Unlike other countries, however, these issues are unlikely to become galvanising political footballs here. Fairness will shape how New Zealand responds. For getting broad support from the general public in New Zealand typically boils down to what is most fair.

Fairness drive us. It stops us cutting the line at the supermarket or, frankly, anywhere there is a queue. It prevents us from grabbing all the chocolate biscuits off the plate when there are other people still wanting one. It curtails us from showing overt favouritism to anyone in particular. It causes us to give every toddler at the park, who wishes one, a turn on the swings and every child who signs up for rippa rugby or junior netball time in the game.


New Zealand is unusual in the extent to which questions of fairness rather than partisanship shapes our politics. The most vivid images of the way that fairness drives New Zealand politics are the pictures taken in the wake of the March 2019 Christchurch terrorist attack.
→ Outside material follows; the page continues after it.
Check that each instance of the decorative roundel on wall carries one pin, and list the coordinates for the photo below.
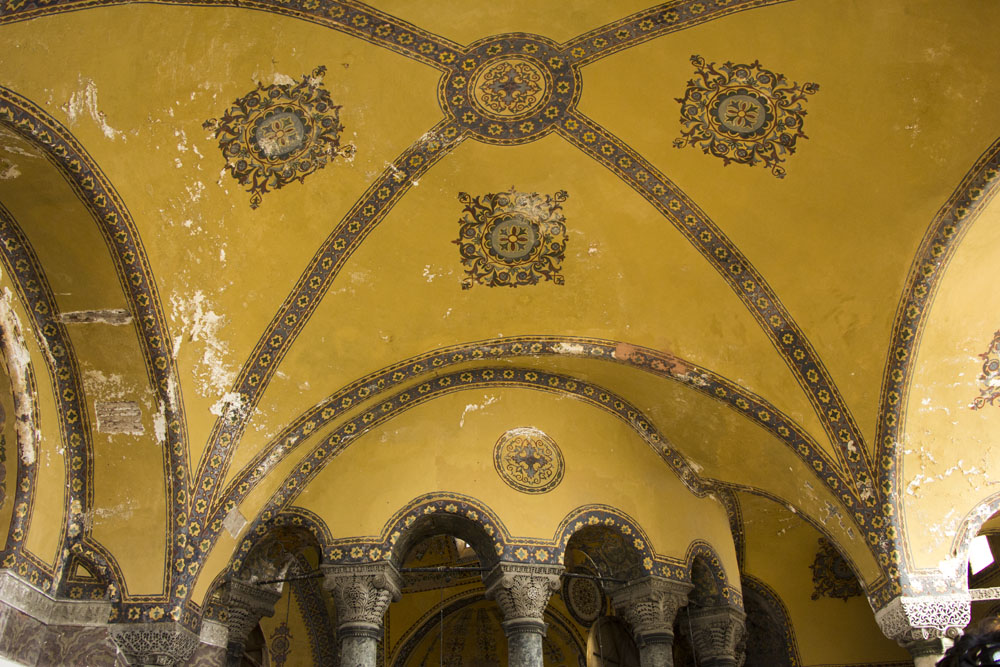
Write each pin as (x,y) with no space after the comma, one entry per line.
(584,599)
(528,460)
From across the political spectrum, people came together under the umbrella of diversity, kindness and compassion that our Prime Minister made clear at the time New Zealand represents.


These values will stymie any culture war now.


No matter whether we identify as progressive or conservative, liberal or traditional, moderate or extreme, religious or agnostic, our shared values can guide us towards a fair outcome.

In a country driven by fairness, we recognise that treating people fairly does not mean treating us all the same.

We accept that fair is fair, but it is not always equal. We know that people have different needs and vulnerabilities. We realise that the playing field has a steep incline rather than a flat surface and that not everyone starts or finishes life in the same place on the incline.

As we face into further questions, debates and inquiries about issues such as euthanasia, tolerance, freedom of speech, abortion, poverty, discrimination and racism, we can choose fairness to unite instead of divide us. We can agree that whatever is most fair is how we will respond.